The Trump administration has given itself 90 days to complete its review, but will need to make a series of decisions in coming weeks about whether to continue its support of the deal, which was also brokered with Britain, China, France, Germany and Russia. Those governments, along with representatives of the United States and
Iran, will meet next week in Vienna to review the pact's progress. Trump faces a mid-May deadline, as imposed by Congress, to decide whether to continue the suspension of sanctions. Backing away from the agreement would spur enormous consternation across Europe and in Moscow.
In their first congratulatory phone calls to Trump after his electoral victory, both President Vladimir Putin of Russia and Chancellor Angela Merkel of Germany stressed the need to keep the Iran deal in place.

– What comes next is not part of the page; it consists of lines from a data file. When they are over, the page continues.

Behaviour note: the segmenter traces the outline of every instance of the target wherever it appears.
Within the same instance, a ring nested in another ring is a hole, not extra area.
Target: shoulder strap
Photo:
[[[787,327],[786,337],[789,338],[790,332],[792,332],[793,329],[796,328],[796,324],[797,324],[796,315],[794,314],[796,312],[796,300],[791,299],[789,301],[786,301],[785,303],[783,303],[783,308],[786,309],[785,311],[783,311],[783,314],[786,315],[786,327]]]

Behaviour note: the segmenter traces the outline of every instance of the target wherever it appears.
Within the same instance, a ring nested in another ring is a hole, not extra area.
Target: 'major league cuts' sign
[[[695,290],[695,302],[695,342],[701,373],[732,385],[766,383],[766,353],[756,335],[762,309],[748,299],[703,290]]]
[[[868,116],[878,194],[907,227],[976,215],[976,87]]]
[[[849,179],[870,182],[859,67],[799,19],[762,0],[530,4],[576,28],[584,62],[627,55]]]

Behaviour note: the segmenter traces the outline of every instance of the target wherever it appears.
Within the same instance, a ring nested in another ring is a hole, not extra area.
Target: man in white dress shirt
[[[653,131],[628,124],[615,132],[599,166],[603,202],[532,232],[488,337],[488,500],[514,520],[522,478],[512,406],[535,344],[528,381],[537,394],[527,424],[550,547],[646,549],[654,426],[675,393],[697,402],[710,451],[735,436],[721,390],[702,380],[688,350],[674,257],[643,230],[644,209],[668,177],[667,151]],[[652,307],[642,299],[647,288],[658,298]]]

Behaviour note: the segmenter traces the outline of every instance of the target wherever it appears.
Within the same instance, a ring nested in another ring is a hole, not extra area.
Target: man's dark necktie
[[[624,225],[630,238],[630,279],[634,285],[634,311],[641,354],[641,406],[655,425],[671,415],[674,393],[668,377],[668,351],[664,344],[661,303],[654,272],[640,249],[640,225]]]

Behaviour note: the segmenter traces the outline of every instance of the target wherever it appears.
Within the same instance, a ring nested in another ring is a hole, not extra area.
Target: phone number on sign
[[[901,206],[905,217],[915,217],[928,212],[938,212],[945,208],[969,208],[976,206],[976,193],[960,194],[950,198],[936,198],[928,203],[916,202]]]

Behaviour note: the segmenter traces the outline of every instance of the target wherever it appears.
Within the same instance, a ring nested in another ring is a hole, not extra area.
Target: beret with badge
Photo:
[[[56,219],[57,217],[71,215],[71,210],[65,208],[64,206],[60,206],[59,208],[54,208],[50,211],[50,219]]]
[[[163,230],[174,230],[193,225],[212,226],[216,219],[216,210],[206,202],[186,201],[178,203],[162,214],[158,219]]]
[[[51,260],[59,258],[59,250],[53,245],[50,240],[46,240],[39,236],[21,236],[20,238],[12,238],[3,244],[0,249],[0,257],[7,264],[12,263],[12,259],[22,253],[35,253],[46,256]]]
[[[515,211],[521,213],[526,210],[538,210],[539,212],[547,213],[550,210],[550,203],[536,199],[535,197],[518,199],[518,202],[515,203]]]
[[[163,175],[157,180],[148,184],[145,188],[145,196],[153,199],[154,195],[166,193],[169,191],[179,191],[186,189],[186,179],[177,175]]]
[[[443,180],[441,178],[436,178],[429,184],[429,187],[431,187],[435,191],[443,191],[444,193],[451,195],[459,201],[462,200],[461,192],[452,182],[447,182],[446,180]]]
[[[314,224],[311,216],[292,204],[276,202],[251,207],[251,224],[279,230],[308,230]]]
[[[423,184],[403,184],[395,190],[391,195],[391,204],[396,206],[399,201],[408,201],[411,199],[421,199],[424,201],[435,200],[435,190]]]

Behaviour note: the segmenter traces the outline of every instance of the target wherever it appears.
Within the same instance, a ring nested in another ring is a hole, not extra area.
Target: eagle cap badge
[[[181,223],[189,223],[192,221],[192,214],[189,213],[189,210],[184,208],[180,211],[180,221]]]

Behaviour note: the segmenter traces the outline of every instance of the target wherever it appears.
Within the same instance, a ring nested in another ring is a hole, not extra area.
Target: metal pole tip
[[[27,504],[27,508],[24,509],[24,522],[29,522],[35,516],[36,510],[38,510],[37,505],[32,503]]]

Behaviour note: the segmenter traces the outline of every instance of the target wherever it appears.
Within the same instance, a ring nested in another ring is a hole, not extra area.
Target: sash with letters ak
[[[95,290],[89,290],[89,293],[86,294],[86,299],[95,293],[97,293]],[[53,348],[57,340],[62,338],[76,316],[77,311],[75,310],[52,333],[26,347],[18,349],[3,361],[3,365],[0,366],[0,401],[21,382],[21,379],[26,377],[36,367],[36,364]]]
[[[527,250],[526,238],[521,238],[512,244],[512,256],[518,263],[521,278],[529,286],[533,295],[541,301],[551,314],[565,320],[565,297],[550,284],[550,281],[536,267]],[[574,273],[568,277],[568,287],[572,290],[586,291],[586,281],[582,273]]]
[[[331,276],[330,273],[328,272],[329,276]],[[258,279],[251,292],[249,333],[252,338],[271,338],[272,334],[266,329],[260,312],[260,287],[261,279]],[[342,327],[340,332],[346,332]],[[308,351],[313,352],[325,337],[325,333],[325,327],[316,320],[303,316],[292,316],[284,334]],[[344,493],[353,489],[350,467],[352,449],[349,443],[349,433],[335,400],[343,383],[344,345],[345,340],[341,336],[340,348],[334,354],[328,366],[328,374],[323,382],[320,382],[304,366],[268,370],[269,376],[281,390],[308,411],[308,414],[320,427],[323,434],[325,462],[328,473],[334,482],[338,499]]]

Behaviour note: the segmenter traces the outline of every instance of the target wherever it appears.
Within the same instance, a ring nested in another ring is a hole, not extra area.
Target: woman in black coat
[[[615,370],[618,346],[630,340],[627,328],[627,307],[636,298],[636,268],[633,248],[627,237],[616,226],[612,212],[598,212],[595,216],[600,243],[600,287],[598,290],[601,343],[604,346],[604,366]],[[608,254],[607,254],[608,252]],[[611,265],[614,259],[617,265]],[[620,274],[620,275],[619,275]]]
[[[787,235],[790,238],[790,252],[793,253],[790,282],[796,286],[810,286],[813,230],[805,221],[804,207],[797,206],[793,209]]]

And after her first meeting with Tillerson in February, Federica Mogherini, the European Union's foreign minister, said the Trump administration pledged "to stick to the full strict implementation of the agreement in all its parts."
Analysts and former government officials said it was unlikely the Trump administration would renounce the Iran agreement.
"I'm glad this deal has held up to this point, and I hope it continues to hold up," said Wendy Sherman, a former undersecretary of state who was deeply involved in negotiating terms of the deal during the Obama administration.
Robert Einhorn, a senior fellow at the Brookings Institution who was involved in Iran policy under President Barack Obama, said it was "pretty much a foregone conclusion" that Trump would keep the nuclear agreement in place.
Still, the administration has sought since its first days in office to ratchet up pressure on Iran. In January, before he resigned, Michael Flynn, then the national security adviser, walked into the White House briefing room and declared that the administration was "officially putting Iran on notice" after it launched a ballistic missile.